Why we get tired so fast from a garment

«The arrival of fast fashion, at the end of the 1980s, was enthusiastically received by all ages and social strata, by those who once felt that they had been excluded from trends for geographical or economic reasons.The chic, finally at the reach of any pocket!We deserve to release a dress every week!Fast fashion democratized the style, some argue, ”explains Riezu.«But the only thing that was achieved is to devalue our perception of clothes, presenting it as disposable.It is a perverse idea that leads to a dysfunctional relationship with our closet: something must be abandoned not because it is not useful but because it is no longer a trend, because it does not have a social value."

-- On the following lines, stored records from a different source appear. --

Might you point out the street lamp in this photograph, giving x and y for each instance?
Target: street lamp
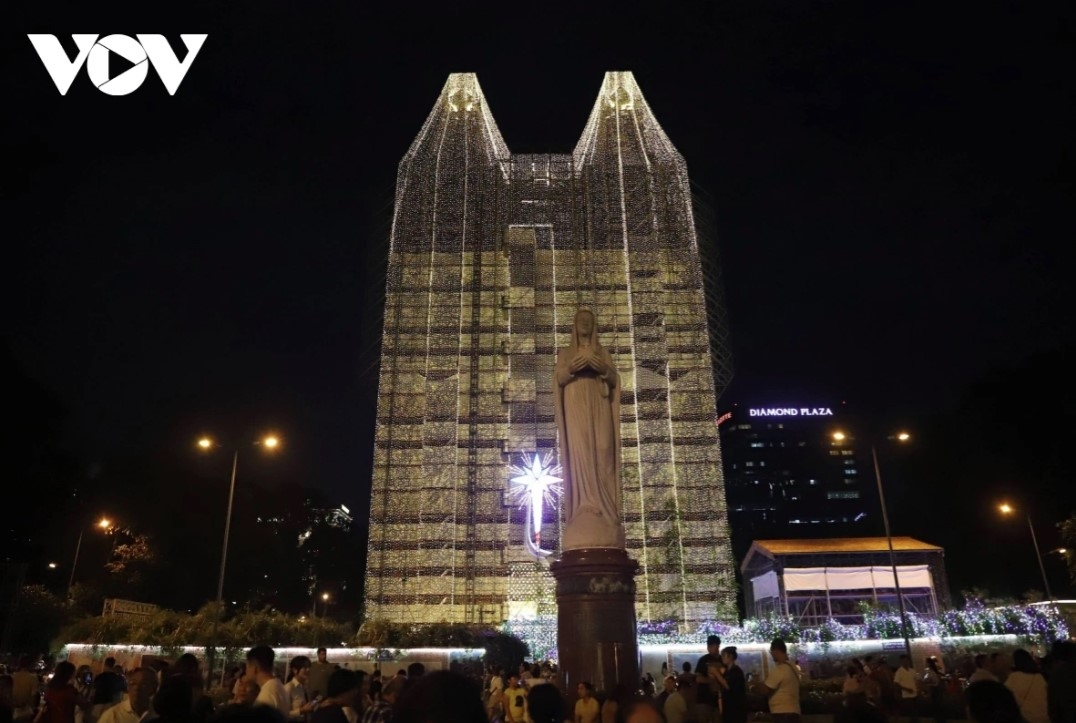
(1007, 509)
(270, 442)
(901, 437)
(103, 524)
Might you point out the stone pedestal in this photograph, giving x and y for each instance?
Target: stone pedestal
(596, 632)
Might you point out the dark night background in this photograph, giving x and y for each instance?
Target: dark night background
(893, 188)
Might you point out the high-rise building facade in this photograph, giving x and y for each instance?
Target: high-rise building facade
(491, 255)
(794, 471)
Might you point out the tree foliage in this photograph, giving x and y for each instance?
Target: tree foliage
(1069, 537)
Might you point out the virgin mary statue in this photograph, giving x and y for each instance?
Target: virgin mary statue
(586, 406)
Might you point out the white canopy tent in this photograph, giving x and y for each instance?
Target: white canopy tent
(802, 591)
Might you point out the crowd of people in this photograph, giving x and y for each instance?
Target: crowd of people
(1036, 690)
(1001, 689)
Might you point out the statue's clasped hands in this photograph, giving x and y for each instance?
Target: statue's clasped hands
(584, 359)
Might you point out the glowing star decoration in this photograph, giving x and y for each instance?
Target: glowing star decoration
(534, 487)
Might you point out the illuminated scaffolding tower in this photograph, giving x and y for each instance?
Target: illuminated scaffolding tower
(491, 254)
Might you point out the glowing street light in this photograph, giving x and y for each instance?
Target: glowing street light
(1007, 509)
(270, 442)
(103, 524)
(536, 485)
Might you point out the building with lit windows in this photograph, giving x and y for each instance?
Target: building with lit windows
(491, 255)
(787, 476)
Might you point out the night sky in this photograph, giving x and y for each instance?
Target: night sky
(892, 185)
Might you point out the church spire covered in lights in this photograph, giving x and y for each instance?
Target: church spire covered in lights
(491, 254)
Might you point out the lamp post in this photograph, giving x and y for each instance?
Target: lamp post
(901, 437)
(1007, 509)
(104, 524)
(270, 442)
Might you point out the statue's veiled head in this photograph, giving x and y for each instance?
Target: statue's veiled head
(584, 326)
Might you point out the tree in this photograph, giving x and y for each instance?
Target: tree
(39, 615)
(1069, 537)
(130, 564)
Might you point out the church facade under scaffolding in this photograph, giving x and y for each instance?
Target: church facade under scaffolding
(491, 255)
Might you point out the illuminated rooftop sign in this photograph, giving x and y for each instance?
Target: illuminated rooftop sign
(791, 411)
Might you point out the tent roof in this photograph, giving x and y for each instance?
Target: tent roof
(836, 546)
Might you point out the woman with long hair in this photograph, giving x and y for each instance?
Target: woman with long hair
(1029, 688)
(61, 697)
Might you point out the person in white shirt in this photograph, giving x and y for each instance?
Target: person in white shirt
(675, 708)
(981, 671)
(907, 683)
(782, 685)
(296, 688)
(141, 685)
(259, 667)
(1029, 686)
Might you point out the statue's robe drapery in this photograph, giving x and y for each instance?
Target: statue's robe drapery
(586, 407)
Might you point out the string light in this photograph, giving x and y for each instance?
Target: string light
(490, 255)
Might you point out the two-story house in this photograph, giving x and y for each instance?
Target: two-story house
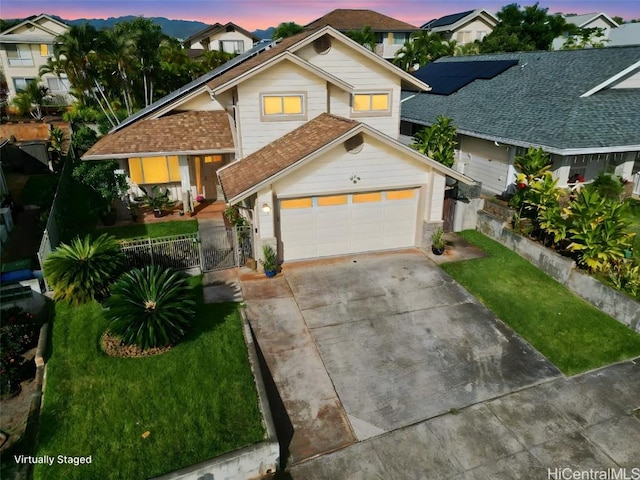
(463, 27)
(302, 133)
(229, 38)
(391, 34)
(24, 48)
(580, 106)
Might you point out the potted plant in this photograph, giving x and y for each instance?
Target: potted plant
(269, 261)
(437, 242)
(156, 200)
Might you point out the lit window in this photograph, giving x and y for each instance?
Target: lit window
(148, 170)
(46, 50)
(21, 83)
(19, 55)
(371, 102)
(282, 105)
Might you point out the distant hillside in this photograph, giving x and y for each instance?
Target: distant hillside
(181, 29)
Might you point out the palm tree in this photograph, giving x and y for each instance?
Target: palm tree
(150, 307)
(82, 270)
(287, 29)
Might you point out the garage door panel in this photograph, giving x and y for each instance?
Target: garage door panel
(368, 221)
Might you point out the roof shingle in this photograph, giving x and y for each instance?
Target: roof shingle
(539, 103)
(244, 174)
(348, 19)
(181, 132)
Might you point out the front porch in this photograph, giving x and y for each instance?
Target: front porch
(207, 210)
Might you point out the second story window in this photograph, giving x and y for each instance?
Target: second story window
(46, 50)
(371, 103)
(19, 55)
(283, 107)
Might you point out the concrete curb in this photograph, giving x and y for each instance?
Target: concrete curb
(250, 462)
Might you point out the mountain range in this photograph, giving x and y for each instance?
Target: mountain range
(180, 29)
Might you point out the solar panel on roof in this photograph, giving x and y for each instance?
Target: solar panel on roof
(446, 78)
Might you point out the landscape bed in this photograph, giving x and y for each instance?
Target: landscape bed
(143, 417)
(572, 334)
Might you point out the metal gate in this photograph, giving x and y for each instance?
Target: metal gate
(225, 247)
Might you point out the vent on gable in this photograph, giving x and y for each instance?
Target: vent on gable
(354, 144)
(322, 45)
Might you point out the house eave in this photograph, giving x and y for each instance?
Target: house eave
(118, 156)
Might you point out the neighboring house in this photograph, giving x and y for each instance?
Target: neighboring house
(588, 20)
(463, 27)
(581, 106)
(24, 48)
(229, 38)
(302, 135)
(625, 34)
(391, 34)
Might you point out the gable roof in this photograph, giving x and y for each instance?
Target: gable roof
(446, 20)
(586, 18)
(191, 86)
(187, 133)
(215, 28)
(292, 44)
(242, 178)
(350, 19)
(33, 20)
(539, 103)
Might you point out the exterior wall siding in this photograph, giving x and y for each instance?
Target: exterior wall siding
(282, 78)
(484, 162)
(339, 171)
(365, 75)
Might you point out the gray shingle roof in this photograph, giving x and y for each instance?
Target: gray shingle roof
(538, 101)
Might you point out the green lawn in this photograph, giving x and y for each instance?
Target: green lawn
(574, 335)
(197, 400)
(154, 230)
(39, 190)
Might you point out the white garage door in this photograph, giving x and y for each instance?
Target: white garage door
(351, 223)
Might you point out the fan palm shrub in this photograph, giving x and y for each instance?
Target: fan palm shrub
(83, 269)
(150, 307)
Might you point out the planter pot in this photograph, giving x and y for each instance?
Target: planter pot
(109, 219)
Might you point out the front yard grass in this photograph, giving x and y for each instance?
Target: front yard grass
(196, 401)
(572, 334)
(153, 230)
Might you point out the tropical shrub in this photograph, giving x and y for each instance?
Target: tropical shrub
(601, 230)
(82, 270)
(150, 307)
(18, 333)
(607, 186)
(625, 276)
(437, 141)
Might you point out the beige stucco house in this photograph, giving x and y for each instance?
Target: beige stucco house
(229, 38)
(588, 20)
(391, 34)
(303, 135)
(463, 27)
(24, 48)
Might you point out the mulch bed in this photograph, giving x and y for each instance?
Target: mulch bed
(114, 347)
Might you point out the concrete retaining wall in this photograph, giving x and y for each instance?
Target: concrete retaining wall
(251, 462)
(612, 302)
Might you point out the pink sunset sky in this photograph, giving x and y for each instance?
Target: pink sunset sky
(261, 14)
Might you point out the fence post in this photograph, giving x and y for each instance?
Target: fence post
(200, 252)
(150, 250)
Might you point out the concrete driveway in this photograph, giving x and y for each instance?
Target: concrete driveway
(364, 345)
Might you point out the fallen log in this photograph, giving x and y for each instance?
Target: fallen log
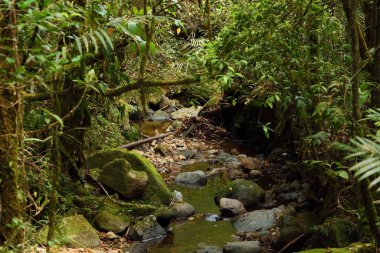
(143, 141)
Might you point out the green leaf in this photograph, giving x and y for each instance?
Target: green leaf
(133, 28)
(342, 174)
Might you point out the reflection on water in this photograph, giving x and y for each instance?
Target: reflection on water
(188, 234)
(150, 128)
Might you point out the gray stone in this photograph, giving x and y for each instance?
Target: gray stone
(251, 163)
(147, 229)
(296, 185)
(111, 219)
(224, 157)
(241, 157)
(231, 207)
(209, 249)
(258, 220)
(118, 176)
(73, 231)
(283, 188)
(159, 116)
(242, 247)
(183, 210)
(211, 217)
(186, 112)
(249, 193)
(255, 173)
(195, 178)
(164, 101)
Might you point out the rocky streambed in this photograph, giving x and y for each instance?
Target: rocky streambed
(198, 191)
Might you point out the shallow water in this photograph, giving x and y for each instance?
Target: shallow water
(187, 235)
(150, 128)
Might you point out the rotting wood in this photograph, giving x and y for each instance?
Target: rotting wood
(143, 141)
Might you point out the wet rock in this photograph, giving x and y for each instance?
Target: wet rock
(224, 157)
(337, 232)
(159, 116)
(73, 231)
(251, 163)
(183, 210)
(163, 149)
(118, 176)
(283, 188)
(209, 249)
(165, 216)
(111, 219)
(249, 193)
(234, 151)
(242, 247)
(156, 189)
(302, 224)
(110, 235)
(255, 173)
(236, 173)
(290, 196)
(241, 157)
(353, 248)
(147, 229)
(196, 178)
(186, 113)
(258, 220)
(277, 154)
(296, 185)
(231, 207)
(164, 101)
(188, 154)
(213, 217)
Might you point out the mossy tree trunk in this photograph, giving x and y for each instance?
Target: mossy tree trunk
(350, 7)
(12, 203)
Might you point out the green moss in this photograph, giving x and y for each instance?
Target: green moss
(73, 231)
(156, 191)
(353, 248)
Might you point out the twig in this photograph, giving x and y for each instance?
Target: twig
(291, 243)
(143, 141)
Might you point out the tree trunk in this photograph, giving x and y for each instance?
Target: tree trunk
(375, 94)
(350, 7)
(12, 204)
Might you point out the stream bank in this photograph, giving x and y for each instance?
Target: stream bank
(211, 194)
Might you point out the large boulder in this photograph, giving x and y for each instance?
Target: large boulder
(72, 231)
(156, 189)
(120, 177)
(112, 219)
(258, 220)
(147, 229)
(249, 193)
(242, 247)
(195, 178)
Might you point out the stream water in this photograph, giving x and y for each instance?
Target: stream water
(188, 235)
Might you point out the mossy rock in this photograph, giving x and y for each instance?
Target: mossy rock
(156, 190)
(247, 192)
(353, 248)
(112, 219)
(303, 223)
(73, 231)
(336, 232)
(120, 177)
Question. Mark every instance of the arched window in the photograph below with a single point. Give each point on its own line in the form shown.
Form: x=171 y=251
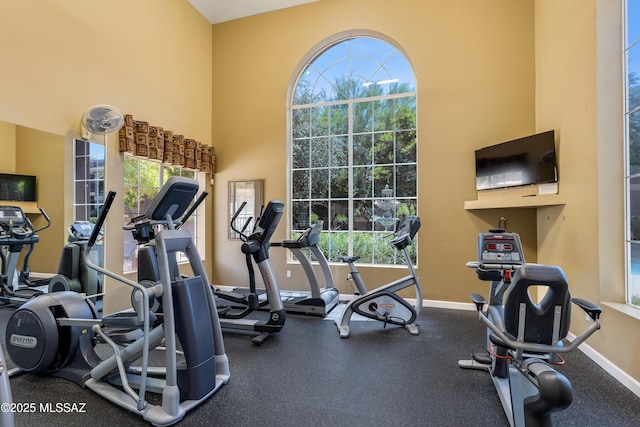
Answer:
x=353 y=147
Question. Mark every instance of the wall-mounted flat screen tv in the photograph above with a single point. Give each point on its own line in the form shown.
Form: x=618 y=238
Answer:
x=524 y=161
x=17 y=188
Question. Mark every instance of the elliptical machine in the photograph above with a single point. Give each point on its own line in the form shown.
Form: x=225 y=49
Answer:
x=237 y=304
x=56 y=333
x=383 y=303
x=17 y=233
x=73 y=272
x=317 y=300
x=524 y=338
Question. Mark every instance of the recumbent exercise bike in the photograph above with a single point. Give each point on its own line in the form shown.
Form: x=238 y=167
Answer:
x=383 y=303
x=524 y=338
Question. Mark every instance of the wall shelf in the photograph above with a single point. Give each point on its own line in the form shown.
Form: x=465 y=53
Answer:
x=516 y=202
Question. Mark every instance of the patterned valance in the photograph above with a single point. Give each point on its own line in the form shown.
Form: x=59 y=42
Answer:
x=155 y=143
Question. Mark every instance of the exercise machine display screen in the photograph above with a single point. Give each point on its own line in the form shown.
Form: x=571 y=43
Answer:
x=500 y=248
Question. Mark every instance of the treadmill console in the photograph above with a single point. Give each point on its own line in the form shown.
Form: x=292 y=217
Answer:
x=11 y=216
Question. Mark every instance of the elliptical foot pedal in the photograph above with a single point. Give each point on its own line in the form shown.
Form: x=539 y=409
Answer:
x=482 y=356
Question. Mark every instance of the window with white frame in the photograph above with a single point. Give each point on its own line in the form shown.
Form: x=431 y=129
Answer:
x=142 y=181
x=632 y=145
x=88 y=160
x=353 y=148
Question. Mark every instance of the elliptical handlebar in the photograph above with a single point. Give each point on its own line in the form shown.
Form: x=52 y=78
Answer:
x=192 y=208
x=97 y=228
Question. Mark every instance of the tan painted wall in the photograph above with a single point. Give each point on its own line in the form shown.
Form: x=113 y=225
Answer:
x=32 y=146
x=149 y=58
x=8 y=143
x=578 y=92
x=474 y=66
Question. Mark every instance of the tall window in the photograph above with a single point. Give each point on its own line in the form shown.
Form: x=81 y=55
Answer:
x=88 y=180
x=142 y=181
x=353 y=147
x=632 y=143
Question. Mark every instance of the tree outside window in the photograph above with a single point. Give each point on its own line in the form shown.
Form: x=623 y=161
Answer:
x=354 y=148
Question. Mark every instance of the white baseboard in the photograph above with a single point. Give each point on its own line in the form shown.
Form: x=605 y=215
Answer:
x=625 y=379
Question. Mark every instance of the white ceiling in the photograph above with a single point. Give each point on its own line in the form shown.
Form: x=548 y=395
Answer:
x=217 y=11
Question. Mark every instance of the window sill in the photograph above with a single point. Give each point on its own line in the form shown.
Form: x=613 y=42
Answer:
x=627 y=309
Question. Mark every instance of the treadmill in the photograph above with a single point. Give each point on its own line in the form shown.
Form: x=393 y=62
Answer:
x=318 y=300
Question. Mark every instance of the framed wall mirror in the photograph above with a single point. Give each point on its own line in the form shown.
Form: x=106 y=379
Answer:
x=245 y=203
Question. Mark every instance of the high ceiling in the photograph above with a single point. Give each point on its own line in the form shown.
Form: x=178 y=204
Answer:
x=217 y=11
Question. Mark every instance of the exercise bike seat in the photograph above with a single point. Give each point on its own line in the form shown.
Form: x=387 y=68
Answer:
x=540 y=316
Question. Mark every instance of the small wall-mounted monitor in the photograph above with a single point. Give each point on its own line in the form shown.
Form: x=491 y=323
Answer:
x=524 y=161
x=17 y=188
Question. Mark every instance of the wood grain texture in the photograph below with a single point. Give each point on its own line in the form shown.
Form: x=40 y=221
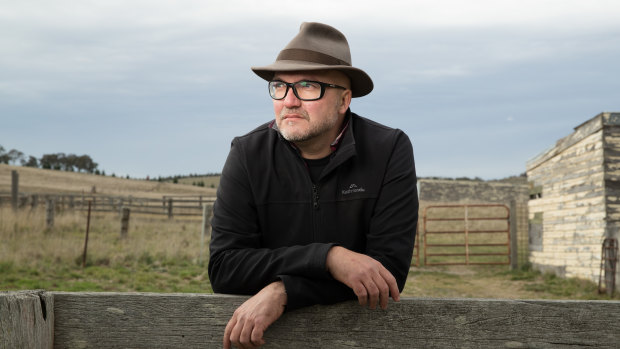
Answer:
x=26 y=319
x=141 y=320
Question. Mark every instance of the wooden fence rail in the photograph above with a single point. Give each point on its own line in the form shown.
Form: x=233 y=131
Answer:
x=36 y=319
x=167 y=205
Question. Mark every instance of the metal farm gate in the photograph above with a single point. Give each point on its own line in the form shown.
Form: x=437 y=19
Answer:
x=466 y=234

Just fashion is a brief essay in two parts;The first presents the problems of the industry, divided into three parts: those that concern workers, those that affect animals and those who damage the land.The second part of the book presents proposals such as second hand, rent, recycling, upcycling, the greatest care of the garments that already have, the deceleration and something that serves for everything in life: learn to choose better.

El horror que oculta la moda rápida

The books that deal with sustainability in fashion address the reef of horrors that the manufacture of clothing entails (the fast fashion and also sometimes the other, which is very expensive in stores).Unrecoverable dyed rivers, microplastics in the sea that end in our stomachs, lively skinned animals, intensive farms respiratory diseases, worker abuses and unworthy working conditions that cause misfortunes such as the sinking of the Rana Plaza (Bangladesh) building, which killed 1.134 people.

There is hope? There is.But responsible fashion asks for an active interest on the part of the consumer: to inform yourself, openly ask the brands, demand that we explain who, where and how the clothes are made;flee from that arbitrary and consumerist nonsense called a trend;Finally understand that giving up the purchase is not a punishment, but a liberation.